Viability of Midland Main Line electrification, part two
According to a July 2015 parliamentary answer given by Claire Perry MP, ‘initial work’ considering the overall Midland Main Line (MML) upgrade package, including electrification and other works
[Claire Perry, 2015-07-20]
indicates that for options which retain or improve fast intercity rolling stock, on all MML services the benefit cost ratio (BCR) would be in a range between 4.7 and 7.2 dependent on train length and train type.
From Ms Perry’s oddly-worded statement, there is no way of knowing the standalone benefit-cost of the electrification, or even the scope of the modernisation scheme.
According to Network Rail, there are just 13 million annual ‘long distance’ passenger trips on the Midland Main Line, and about half of them take place wholly between Northamptonshire and London.

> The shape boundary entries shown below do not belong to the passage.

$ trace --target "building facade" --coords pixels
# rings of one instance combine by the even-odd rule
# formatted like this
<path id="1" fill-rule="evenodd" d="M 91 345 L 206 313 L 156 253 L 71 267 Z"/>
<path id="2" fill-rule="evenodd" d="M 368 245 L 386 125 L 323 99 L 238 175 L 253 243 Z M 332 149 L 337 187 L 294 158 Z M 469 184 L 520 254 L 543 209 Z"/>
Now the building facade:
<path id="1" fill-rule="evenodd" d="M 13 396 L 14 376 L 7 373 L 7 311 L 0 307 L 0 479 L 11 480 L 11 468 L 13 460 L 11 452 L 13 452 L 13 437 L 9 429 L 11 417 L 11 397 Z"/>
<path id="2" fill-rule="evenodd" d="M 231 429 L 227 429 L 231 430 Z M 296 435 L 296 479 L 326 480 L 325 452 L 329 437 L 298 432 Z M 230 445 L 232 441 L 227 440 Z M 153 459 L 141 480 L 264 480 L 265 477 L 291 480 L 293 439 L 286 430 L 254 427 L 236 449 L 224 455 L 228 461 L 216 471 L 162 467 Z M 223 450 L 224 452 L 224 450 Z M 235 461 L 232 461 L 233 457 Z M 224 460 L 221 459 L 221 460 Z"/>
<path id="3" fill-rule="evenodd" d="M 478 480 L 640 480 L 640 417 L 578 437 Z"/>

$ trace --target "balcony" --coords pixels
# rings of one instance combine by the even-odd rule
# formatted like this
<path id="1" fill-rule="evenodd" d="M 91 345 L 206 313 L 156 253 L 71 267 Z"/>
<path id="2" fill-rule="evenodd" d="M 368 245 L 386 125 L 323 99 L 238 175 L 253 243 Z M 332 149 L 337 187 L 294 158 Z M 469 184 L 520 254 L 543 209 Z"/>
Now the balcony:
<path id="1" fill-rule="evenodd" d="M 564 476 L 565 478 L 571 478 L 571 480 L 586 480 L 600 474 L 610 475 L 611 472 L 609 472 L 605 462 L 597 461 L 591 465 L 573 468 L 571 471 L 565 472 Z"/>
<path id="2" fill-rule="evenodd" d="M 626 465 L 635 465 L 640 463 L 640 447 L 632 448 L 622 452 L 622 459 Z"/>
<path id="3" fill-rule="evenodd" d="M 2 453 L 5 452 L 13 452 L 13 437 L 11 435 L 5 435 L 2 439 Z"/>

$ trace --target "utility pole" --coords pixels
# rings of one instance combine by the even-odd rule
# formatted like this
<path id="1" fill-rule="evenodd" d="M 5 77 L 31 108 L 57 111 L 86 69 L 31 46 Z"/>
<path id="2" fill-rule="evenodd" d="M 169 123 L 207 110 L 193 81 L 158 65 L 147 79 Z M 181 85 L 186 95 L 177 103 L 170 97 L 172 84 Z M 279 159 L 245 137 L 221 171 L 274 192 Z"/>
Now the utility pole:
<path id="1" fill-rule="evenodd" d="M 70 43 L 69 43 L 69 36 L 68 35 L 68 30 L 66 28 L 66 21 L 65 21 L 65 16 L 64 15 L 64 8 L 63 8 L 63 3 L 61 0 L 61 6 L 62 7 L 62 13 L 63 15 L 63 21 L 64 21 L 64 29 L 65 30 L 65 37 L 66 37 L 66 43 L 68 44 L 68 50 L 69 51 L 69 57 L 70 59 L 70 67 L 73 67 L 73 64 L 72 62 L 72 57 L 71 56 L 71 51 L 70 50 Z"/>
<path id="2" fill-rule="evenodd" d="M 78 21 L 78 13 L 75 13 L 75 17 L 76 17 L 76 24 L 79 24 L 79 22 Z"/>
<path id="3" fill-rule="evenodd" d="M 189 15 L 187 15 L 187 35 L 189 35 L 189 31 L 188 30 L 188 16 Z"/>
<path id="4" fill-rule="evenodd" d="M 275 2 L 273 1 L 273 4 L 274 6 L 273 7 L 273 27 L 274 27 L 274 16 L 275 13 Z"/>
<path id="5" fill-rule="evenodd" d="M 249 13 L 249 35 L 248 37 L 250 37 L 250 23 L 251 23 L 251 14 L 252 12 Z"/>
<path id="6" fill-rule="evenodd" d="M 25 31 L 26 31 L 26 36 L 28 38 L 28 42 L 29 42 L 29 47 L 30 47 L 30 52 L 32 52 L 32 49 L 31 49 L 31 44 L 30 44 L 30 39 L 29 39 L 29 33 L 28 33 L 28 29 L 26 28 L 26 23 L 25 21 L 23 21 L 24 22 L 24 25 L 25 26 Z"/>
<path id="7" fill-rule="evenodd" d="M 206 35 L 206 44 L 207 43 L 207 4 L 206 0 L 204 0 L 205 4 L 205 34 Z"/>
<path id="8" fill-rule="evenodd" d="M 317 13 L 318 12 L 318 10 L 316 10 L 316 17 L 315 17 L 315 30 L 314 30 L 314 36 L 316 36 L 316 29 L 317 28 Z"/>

As can be seen from Network Rail’s diagram (above), Yorkshire-to-London passenger volume is very small (which might explain why Sheffield trains are routed via Derby, rather than directly along the Erewash valley).
It is difficult to see how Midland electrification, in its present form, could ever be value for money. It might make sense if it were designed to cater for railfreight, and future passenger journeys from the West Riding and D2N2 to London. The government’s current intention is for such journeys to be transferred to the eastern leg of HS2.